Hillary Clinton gave a moving speech on the rights and struggles of girls and young women during a charity luncheon for the nonprofit Girls Inc. in New York City Tuesday. There, as she called for the "glass ceiling breakers of tomorrow," she was awarded the 2017 Champion for Girls Award — and her words were a stark reminder of her powerful rhetoric ahead of International Women's Day.
Aside from being the first female to run as a major presidential candidate in U.S. history, Clinton has long advocated laws and programs to help women and children. Twenty two years ago, at the United Nations Conference on Women in Beijing, she famously told the world "human rights are women's rights and women's rights are human rights."

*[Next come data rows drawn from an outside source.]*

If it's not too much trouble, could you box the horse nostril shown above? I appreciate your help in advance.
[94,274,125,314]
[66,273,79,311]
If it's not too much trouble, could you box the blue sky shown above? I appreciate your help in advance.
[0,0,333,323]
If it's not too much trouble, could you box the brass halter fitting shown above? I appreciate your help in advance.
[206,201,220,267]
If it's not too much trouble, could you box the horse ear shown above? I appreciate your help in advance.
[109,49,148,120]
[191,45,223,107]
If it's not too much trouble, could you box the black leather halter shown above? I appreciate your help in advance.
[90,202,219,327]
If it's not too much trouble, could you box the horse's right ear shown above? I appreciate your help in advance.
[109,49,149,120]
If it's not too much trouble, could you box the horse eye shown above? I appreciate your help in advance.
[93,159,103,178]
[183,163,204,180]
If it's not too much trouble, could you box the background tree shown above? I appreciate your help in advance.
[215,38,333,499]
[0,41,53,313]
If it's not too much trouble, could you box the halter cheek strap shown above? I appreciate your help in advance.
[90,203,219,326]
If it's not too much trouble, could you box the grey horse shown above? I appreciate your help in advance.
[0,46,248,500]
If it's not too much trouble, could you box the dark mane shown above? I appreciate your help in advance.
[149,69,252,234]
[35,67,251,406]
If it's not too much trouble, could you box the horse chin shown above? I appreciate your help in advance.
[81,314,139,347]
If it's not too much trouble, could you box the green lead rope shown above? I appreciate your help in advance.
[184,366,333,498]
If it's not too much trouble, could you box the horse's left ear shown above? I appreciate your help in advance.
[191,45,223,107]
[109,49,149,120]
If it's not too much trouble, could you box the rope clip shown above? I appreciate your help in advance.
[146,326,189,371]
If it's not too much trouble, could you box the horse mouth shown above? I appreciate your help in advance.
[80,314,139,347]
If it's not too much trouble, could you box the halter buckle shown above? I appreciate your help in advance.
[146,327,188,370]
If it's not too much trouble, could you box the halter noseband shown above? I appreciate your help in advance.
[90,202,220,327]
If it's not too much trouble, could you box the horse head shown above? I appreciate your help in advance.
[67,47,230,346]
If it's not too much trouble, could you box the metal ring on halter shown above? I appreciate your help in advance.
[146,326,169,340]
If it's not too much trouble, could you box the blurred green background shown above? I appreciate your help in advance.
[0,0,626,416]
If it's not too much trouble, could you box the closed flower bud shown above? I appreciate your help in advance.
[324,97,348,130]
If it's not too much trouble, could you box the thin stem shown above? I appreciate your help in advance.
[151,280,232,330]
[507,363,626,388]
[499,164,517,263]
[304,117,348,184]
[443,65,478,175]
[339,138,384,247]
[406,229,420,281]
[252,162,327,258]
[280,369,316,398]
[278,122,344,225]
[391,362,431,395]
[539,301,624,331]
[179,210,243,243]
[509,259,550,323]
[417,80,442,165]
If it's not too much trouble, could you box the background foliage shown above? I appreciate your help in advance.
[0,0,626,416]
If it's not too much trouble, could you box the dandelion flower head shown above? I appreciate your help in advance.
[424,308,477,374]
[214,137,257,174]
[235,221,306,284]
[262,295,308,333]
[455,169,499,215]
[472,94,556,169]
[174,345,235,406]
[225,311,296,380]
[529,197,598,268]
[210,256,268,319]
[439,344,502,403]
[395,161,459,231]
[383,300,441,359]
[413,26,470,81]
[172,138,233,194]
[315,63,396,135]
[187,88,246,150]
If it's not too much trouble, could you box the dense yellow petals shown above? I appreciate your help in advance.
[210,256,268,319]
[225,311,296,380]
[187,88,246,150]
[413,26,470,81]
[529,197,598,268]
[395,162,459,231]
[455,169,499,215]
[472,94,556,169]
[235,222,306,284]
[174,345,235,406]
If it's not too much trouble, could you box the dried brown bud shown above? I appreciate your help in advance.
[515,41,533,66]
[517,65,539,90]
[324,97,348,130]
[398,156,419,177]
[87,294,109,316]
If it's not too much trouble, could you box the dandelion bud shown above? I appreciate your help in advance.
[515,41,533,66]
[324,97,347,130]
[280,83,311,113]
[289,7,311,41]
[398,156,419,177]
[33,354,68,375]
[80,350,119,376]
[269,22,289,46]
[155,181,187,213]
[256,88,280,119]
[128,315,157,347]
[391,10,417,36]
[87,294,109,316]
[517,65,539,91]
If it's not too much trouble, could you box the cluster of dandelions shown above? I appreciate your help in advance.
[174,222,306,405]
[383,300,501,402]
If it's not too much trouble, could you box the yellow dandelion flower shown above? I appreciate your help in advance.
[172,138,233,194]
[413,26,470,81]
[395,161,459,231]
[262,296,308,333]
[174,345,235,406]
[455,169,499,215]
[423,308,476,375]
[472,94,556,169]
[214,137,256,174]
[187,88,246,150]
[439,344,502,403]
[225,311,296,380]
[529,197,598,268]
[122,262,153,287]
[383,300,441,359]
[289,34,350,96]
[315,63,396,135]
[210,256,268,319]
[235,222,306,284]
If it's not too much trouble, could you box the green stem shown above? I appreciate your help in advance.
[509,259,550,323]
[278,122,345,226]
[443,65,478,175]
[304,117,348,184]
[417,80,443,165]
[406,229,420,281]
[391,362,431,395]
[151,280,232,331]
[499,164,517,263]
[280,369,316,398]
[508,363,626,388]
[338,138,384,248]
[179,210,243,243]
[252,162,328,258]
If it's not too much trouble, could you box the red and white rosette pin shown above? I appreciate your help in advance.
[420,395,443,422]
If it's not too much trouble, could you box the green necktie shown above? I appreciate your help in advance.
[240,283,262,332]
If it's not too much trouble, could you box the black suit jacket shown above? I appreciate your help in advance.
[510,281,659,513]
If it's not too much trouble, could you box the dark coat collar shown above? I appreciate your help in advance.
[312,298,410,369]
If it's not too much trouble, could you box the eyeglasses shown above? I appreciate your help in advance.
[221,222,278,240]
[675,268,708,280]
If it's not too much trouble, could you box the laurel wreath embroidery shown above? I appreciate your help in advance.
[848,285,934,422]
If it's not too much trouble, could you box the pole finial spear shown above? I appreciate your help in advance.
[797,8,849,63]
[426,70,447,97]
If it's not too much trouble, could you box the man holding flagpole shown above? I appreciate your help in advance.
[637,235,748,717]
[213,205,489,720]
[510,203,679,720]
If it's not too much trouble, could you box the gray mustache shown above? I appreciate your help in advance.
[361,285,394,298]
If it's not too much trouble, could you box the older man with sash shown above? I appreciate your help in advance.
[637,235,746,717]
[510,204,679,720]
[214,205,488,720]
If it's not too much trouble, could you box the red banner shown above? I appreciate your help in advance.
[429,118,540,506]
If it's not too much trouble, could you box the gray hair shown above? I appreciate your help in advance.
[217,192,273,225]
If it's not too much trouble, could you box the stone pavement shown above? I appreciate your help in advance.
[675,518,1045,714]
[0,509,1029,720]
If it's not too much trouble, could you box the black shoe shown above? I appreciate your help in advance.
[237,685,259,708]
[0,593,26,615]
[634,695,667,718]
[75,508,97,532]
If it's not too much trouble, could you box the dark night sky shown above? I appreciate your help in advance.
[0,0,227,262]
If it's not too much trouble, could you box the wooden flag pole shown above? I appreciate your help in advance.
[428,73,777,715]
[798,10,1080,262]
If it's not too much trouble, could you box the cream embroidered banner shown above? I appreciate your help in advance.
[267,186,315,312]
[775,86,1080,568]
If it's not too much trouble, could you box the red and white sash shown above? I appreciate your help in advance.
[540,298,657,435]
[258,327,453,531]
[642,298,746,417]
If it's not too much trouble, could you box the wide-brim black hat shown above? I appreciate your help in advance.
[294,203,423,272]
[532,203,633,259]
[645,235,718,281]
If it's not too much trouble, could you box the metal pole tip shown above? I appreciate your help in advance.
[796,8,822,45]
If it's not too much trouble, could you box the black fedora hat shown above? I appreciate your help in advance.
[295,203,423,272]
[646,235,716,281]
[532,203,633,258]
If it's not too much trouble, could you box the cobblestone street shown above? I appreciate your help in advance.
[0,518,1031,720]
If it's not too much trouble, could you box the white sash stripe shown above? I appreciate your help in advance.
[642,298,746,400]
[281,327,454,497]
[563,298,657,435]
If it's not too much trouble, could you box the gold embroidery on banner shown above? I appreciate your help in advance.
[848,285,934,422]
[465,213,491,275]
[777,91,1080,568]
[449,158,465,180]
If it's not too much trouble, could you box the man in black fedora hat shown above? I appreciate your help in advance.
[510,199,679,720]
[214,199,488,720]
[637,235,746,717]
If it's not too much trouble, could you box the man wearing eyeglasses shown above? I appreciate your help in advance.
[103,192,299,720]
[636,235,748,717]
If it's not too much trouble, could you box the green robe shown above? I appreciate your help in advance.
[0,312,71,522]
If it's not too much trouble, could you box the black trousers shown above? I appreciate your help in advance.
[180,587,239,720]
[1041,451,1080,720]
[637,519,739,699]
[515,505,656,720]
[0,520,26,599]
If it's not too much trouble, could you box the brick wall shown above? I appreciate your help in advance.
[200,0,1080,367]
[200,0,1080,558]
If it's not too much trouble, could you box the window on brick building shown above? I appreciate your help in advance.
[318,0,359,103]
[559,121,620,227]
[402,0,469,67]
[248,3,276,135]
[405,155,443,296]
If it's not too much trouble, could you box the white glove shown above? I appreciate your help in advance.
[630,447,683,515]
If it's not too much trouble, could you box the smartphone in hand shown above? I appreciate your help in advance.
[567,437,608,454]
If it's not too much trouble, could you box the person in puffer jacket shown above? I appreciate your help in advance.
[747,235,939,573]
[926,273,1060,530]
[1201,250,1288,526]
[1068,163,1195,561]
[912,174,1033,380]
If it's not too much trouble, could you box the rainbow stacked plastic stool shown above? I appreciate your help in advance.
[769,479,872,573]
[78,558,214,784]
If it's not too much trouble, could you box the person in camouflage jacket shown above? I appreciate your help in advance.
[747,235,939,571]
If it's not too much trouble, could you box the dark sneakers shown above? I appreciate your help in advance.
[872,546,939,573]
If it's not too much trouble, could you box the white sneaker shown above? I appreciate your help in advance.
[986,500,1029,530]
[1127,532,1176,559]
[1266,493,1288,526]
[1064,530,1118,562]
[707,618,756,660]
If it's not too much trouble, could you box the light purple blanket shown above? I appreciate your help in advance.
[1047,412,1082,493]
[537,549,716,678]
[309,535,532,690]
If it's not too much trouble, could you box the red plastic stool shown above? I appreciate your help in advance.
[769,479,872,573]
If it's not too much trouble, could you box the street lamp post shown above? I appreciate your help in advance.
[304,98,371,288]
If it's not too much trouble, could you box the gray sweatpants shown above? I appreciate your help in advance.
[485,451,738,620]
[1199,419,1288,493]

That simple but powerful phrase hasn't been forgotten. And at Tuesday's charity event, Clinton kicked off her inspiring speech by joking about her own need to refresh and rebuild after a devastating presidential election loss (despite winning the popular vote), saying "Now, the truth is, life hands all of us setbacks."
What followed were some eloquent takes on what it means to be a woman today, what needs to be done for women's rights and advancement, and what the future holds. Here are five of the best.
"If we are serious about building a better, stronger and fairer America, we need to be serious about supporting and nurturing our girls."
Clinton's version of a great America is one that treats women fairly, encouraging younger generations to reach as high as they can. "We have to teach every girl that she is valuable," she added, "powerful and deserving of every chance and opportunity to pursue and achieve her own dreams."
Clinton highlighted not just the social expectations girls and young women face, but laws that can help or hurt them. She mentioned Title IX — which prohibits discrimination against girls in federally funded education and athletics — as one cornerstone accomplishment in the fight for women's rights.
"Our country can only fulfill its potential when every single child — particularly, every girl — can fulfill hers,” she said.
"We need to do more to shine a light on women who have contributed to our country, but whose stories have gone untold."
To do this, Clinton mentioned the film Hidden Figures as "a great place to start." The women who have struggled and won in the face of adversity don't always end up in the history books. But a society that's better for women is one that celebrates and draws inspiration from these trailblazers.
“Let us hope there is a wave of young women running for office in America."
Describing the need to support this next generation "in every way we can,” Clinton applauded the future female politicians and leaders. "Let’s help them shatter stereotypes and lift each other up," she said.
"They are the history makers, the glass ceiling breakers of tomorrow. They are among the reasons I am so optimistic about our future.”
"You can't be what you can't see."
She called on women to be role models for younger generations and all those around them. "There are still too few women in the upper reaches of the private sector — academia, science, technology, not to mention politics and government," she told the audience. "And we've all heard the saying — you can't be what you can't see."
"So each of us should take it upon ourselves to do all we can to help more girls and young women see themselves at the highest reaches of every field."
"In big ways and small, the unfinished business of the 21st Century is the full equality of women."
Clinton touched on the many challenges women have historically faced, and the ones that lie ahead, saying "our work is far from over."
But she drew special attention to the obstacles girls and young women come across in day-to-day life.
"Too often, starting at such a young age, they hear messages — they aren't good enough, deserving enough, smart enough," she said. "The chorus of naysayers starts early, and that means we must too."
To wipe away the discouraging words of society, we have to lift up young girls with messages acknowledging their strength and potential, she said.
"We have to form our own chorus twice as loud convincing our friends, our colleagues, ourselves, that women are both smart enough and good enough."